Susan's saintly crabapple jelly
My friend and coworker Roger was bragging this week about his wife Susan and a crabapple jelly she had whipped up.
Crabapples are a tiny version of an apple — generally too small to mess with. They're also very tart and found unpalatable by people.
However, people over the years have managed to come up with culinary ways to use them.
Roger brought in some of the jelly Susan made, along with some home-made biscuits, which was a yummy combination. He liked the fact that if you took a spoonful of the jelly, and then returned to the container later, the jelly would have shifted to even out, as if the jelly had not been sampled.
Our professional taste test team at the Enterprise-Record agreed that Susan's crabapple jelly was indeed yummy and a rare treat.
Susan's recipe:
1. Juice the crabapples. (I have a steamer/juicer -- makes it easy.)
2. Measure equal parts crabapple juice and white sugar into a large saucepan.
3. Cook until the mixture "thickly coats" a metal spoon.
4. Pour into sterile jars and seal with two-part sterile lids.

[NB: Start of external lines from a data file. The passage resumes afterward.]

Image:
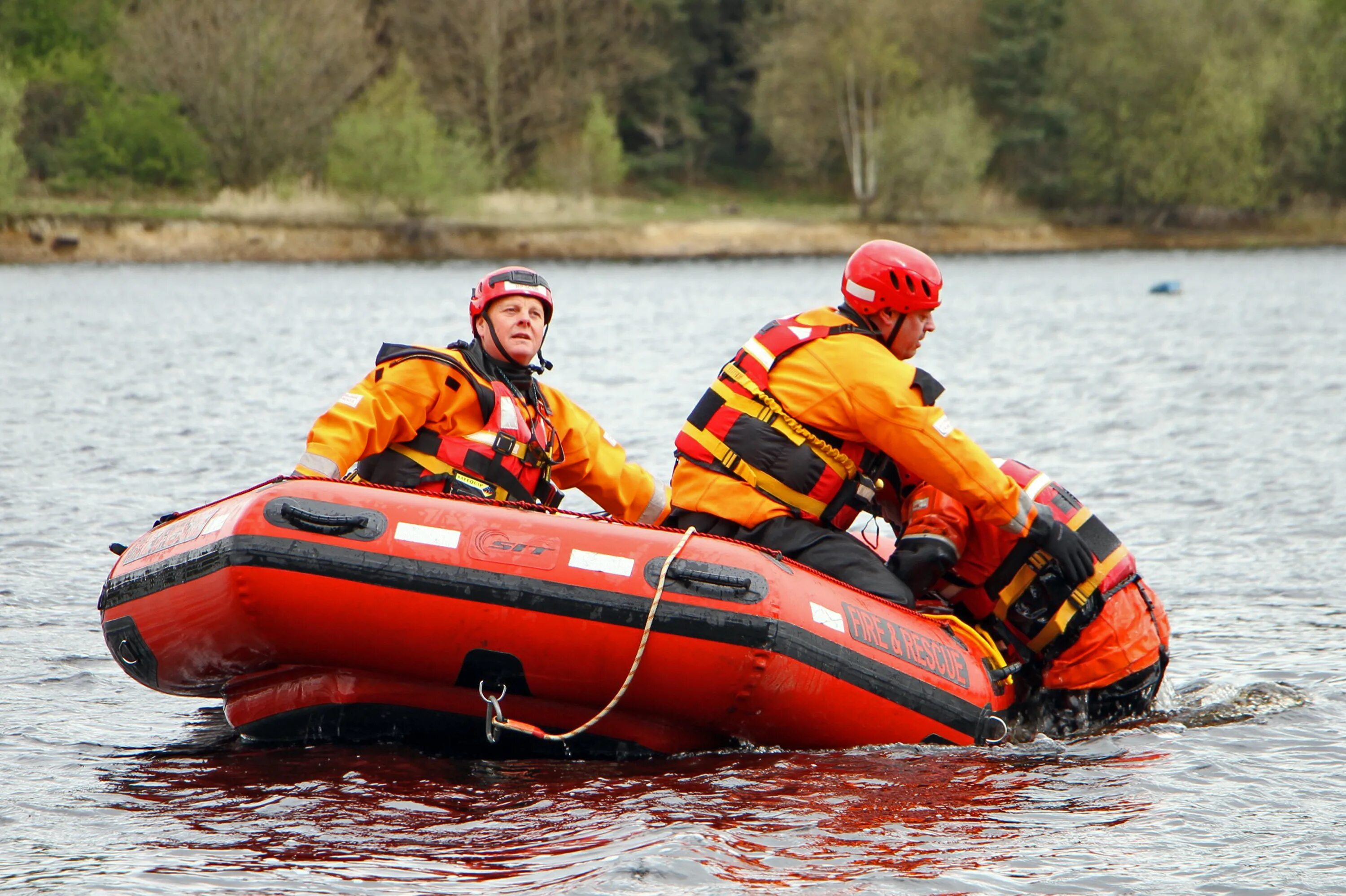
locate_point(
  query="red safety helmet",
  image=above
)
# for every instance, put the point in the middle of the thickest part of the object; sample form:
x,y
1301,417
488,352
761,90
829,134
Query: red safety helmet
x,y
883,274
511,282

5. Process in water bath. (I usually just turn them upside down for 5 minutes, then turn them over again.)
Extra cooking tips:
The syrup jells better when batches are kept small. A mixture of 4 cups juice and 4 cups sugar is about as much as I'd recommend cooking down at once. Then again, since it doesn't have to be stirred or tended while it's cooking, doing several small batches is as easy (maybe easier?) than one large one.